Mapa elaborado pelo grupo com dados da Secretaria Municipal de Urbanismo, coletados entre 2009 e 2019, mostra que o maior número de unidades legalizadas pela prefeitura está na zona oeste, em bairros controlados por milícias. Entre as regiões administrativas com mais de mil legalizações no período, apenas uma não é dominada por grupos paramilitares.

A pesquisa ressalta que a grilagem praticada por milicianos não é discreta e sugere que as autoridades fingem não enxergar as ilegalidades.

“É preciso (...) comprovar a efetiva utilização da área para que, posteriormente, ela possa ser legalizada. Faz-se necessário o uso de pesados maquinários, trabalhando em ritmo diuturno, visando o preparo da terra para as construções, no intuito de uma imediata ocupação”, lembra o texto.

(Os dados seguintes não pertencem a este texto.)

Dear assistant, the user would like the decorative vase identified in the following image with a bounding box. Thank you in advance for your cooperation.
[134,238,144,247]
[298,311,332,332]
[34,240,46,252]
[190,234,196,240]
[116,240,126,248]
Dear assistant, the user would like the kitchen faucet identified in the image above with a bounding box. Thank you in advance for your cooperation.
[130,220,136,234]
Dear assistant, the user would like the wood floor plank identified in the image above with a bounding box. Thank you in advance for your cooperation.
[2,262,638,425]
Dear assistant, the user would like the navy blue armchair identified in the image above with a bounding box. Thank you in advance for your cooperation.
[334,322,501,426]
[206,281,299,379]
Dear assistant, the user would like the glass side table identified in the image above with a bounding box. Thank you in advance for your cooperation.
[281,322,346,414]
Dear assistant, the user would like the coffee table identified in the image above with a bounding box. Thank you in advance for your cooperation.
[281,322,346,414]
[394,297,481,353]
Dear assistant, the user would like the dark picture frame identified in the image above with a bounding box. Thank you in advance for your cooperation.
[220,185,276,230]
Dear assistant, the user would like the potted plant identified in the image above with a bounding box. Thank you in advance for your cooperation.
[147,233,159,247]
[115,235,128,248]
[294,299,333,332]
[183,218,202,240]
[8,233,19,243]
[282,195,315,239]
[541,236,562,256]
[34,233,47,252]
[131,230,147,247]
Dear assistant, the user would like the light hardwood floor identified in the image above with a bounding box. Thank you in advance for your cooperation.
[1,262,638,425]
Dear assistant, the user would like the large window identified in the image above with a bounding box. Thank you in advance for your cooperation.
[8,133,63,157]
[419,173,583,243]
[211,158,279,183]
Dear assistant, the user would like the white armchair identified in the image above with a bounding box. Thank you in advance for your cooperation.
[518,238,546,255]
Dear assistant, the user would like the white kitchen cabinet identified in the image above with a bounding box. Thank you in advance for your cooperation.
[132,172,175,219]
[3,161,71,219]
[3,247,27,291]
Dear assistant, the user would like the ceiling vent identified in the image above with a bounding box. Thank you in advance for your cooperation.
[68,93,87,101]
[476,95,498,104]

Na última segunda-feira (21), o Ministério Público e a prefeitura assinaram um termo de cooperação que prevê troca permanente de informações para combater as construções ilegais. Os dados, em sua maioria, serão coletados a partir de operações rotineiras realizadas pelo município.

As instituições se comprometeram a compartilhar informações, processos, documentos, equipamentos, assim como denúncias recebidas em seus canais de comunicação. Na cerimônia de celebração do acordo, Paes afirmou que a parceria ajudará a enfrentar a “indústria imobiliária miliciana” da cidade.